Oracle GlassFish Message Queue 4.4.2 Technical Overview

Distributed Transactions

The JMS specification also supports distributed transactions. That is, the production and consumption of messages can be part of a larger, distributed transaction that includes operations involving other resource managers, such as database systems. A distributed transaction manager, like the one supplied by GlassFish Server, must be available to support distributed transactions.

In distributed transactions, the distributed transaction manager tracks and manages operations performed by multiple resource managers (such as a message service and a database manager) using a two-phase commit protocol defined in the Java Transaction API (JTA), XA Resource API Specification. In the Java world, interaction between resource managers and a distributed transaction manager are described in the JTA specification.

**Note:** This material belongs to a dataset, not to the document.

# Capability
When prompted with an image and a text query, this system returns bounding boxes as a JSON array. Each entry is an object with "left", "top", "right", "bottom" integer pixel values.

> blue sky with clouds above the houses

Support for distributed transactions means that messaging clients can participate in distributed transactions through the XAResource interface defined by JTA. This interface defines a number of methods used in implementing two-phase commit. While the API calls are made on the client side, the JMS message service tracks the various send and receive operations within the distributed transaction, tracks the transactional state, and completes the messaging operations only in coordination with a distributed transaction manager—provided by a Java Transaction Service (JTS). As with local transactions, the client can handle exceptions by ignoring them, retrying operations, or rolling back an entire distributed transaction.


Note –

Message Queue supports distributed transactions only when it is used as a JMS provider in a Java Enterprise Edition (Java EE) application server. For additional information on how to use distributed transactions, please consult the Java EE documentation furnished by your application server provider.